Tamamen bitkilerden oluşan ve tarihçesi 6 bin yıl öncesine dayanan kadim uygulama yöntemi Aromaterapi, insanlığı şifalandırmaya devam ediyor.
Geçmişi çok eskiye dayanıyor, Antik Mısır’dan Antik Yunan’a kadar çok geniş bir coğrafyada, çeşitli alanlarda uygulama yöntemi olarak kullanılmış. Kaynağını tamamen doğadan alıyor ve insanları şifalandırmaya devam ediyor. Aromaterapi günümüzde de en çok merak uyandıran ve tercih edilen uygulamalardan biri.
Antik Roma’da kullanılan aromaterapi yağları uzak diyarlardan; Arap Yarımadası ve Hindistan topraklarından getiriliyormuş. Aromaterapi, bazı bitkilerden damıtılarak elde edilen yağların, fiziksel ve ruhsal sağlığı iyileştirmeye yönelik uygulanması yöntemi olarak tanımlanabilir. Bütüncül (holistik) bir tedavidir, fiziksel ve ruhsal şifanın birbiriyle bağlantılı olduğu felsefesine dayanır.

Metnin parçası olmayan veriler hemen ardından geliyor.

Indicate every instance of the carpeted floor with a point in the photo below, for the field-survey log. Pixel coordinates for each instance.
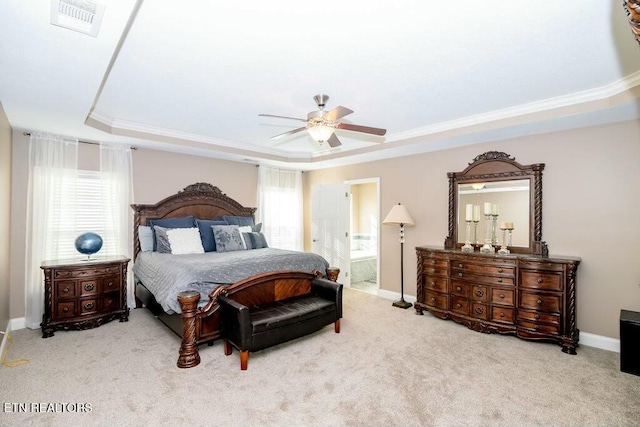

Uygulama alanı çok geniştir; bel ve sırt ağrıları, kas ve eklem rahatsızlıkları, eklem iltihaplanmaları, spor yaralanmaları, stres, anksiyete, huzursuzluk, tedirginlik, gerginlik, uykusuzluk, baş ağrısı, sancılı regl ağrıları, deri şikayetleri, migren, kaşınma problemleri, regl öncesi gerginlik, şişkinlik, huzursuzluk, menopoz ile ilgili sorunlar, bacaklarda şişme, kulak-burun-boğaz, solunum, sindirim, dolaşım ve kilo problemlerinde etkilidir.
Aromaterapi tedavisinde yaygın olarak başvurulan bitkilerin arasında biberiye, gül, ardıç, ekinezya, defne, fesleğen, çörek otu, Hint defnesi, ıtır, jojoba, lavanta, papatya, rezene, tarçın, vanilya, yasemin ve zencefili sayabiliriz.